Docker (isolated, multi-arch amd64/arm64):

{
  "mcpServers": {
    "playwright": {
      "command": "docker",
      "args": ["run", "-i", "--rm", "--init", "--pull=always", "mcr.microsoft.com/playwright/mcp"]
    }
  }
}

Claude Agent SDK (as shown in Anthropic’s official docs):

options: {
  mcpServers: {
    playwright: { command: "npx", args: ["@playwright/mcp@latest"] }
  }
}

What It’s Good For

Scraping JavaScript-heavy pages: Single-page apps, React/Vue sites, dynamically-loaded content — all pages that the Fetch MCP Server can’t reach.

Automated testing: Run end-to-end tests described in plain English. Claude navigates, interacts, verifies — using the same Playwright infrastructure your QA team uses.

Web research with login requirements: Navigate a login flow, then access paywalled or authenticated content. Session state persists across tool calls within a conversation.

Form automation: Fill and submit multi-step forms, handle CAPTCHAs where accessible (note: some CAPTCHA types intentionally block automation), extract results.

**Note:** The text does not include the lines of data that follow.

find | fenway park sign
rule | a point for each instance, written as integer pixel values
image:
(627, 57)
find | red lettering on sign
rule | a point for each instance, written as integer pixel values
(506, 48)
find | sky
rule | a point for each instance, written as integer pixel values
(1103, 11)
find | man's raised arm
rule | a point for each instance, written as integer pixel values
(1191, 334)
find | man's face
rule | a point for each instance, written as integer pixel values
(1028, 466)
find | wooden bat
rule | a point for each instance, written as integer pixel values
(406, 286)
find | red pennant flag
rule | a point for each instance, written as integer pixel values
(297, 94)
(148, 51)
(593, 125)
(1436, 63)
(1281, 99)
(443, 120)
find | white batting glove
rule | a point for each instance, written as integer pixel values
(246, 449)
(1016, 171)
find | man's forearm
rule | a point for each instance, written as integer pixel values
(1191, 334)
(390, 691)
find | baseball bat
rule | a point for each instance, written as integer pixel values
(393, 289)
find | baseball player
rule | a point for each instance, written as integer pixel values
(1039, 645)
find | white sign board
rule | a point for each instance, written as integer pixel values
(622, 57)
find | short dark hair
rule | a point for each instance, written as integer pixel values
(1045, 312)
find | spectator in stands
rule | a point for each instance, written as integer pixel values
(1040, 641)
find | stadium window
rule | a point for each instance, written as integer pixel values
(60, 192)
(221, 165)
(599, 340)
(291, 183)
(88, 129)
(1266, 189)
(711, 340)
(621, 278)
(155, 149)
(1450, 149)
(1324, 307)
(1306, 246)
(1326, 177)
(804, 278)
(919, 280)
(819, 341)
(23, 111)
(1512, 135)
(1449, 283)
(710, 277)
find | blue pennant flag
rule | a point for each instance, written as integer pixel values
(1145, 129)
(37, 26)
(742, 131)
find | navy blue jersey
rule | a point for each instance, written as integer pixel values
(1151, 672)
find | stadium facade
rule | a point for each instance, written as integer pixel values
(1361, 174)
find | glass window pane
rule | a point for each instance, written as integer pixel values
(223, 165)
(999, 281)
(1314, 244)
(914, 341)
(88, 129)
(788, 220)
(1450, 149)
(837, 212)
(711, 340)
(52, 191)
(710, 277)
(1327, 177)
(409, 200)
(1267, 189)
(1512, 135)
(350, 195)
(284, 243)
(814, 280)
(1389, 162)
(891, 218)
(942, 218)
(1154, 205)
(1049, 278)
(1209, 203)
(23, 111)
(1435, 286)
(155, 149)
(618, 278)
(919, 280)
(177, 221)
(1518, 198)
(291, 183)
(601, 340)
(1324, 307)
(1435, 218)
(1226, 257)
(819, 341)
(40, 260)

API exploration via browser: Some APIs are only accessible through web UIs. Playwright MCP can interact with them the same way a human would.

Headless vs Headed Mode

By default the server runs headless (no visible browser window). For debugging, pass --headed to see what’s happening:

"args": ["-y", "@playwright/mcp@latest", "--headed"]

The browser extension option connects to an existing Chrome or Edge session — useful when you need to reuse an authenticated session from your normal browser.

Our Take

The Playwright MCP Server is the complement to the Fetch MCP Server — together they cover essentially all web content access scenarios. Fetch handles static pages quickly and cheaply; Playwright handles everything that needs a real browser.

The accessibility-tree-first architecture is a meaningful technical improvement over screenshot-based approaches. For agents doing significant amounts of browser work, the token cost difference compounds quickly.

The only friction: first-run setup downloads Playwright’s browser binaries (~100MB). Subsequent runs are fast.